Purpose
We use planning poker to build shared understanding before committing to an estimate. The estimate is a planning aid, not a promise, and it should capture the team's current view of effort, complexity, and uncertainty.
What a card includes
- Implementation work needed to satisfy the agreed acceptance conditions.
- Testing, review, and reasonable refactoring required to complete the item.
- Known integration, release, or data work directly tied to the item.
- Uncertainty that remains after normal clarification.
What a card does not include
- Unrelated cleanup that should be planned separately.
- Future scope that is not part of the current acceptance conditions.
- Work blocked by a decision or dependency that needs discovery first.
- Pressure to match a delivery date or individual capacity target.
Voting rules
- Clarify the item before voting.
- Vote privately without announcing numbers first.
- Use ? when the item cannot be estimated responsibly.
- Discuss high and low estimates after reveal.
- Revote if the discussion changes the shared understanding.

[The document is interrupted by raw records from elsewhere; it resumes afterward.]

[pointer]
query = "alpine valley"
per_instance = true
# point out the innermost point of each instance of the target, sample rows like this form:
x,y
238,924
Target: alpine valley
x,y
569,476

- Record assumptions next to the final estimate.
When we split or pause
We split an item when it contains multiple user outcomes, unrelated technical risks, or a vote spread that remains wide after discussion. We pause estimation when an important decision, dependency, or research question prevents the team from forming a responsible estimate.
Review cadence
Revisit this agreement after several sessions or when estimation meetings stop producing useful conversations. Adjust the deck, the definition of a card, or the discussion rules based on observed problems rather than one isolated disagreement.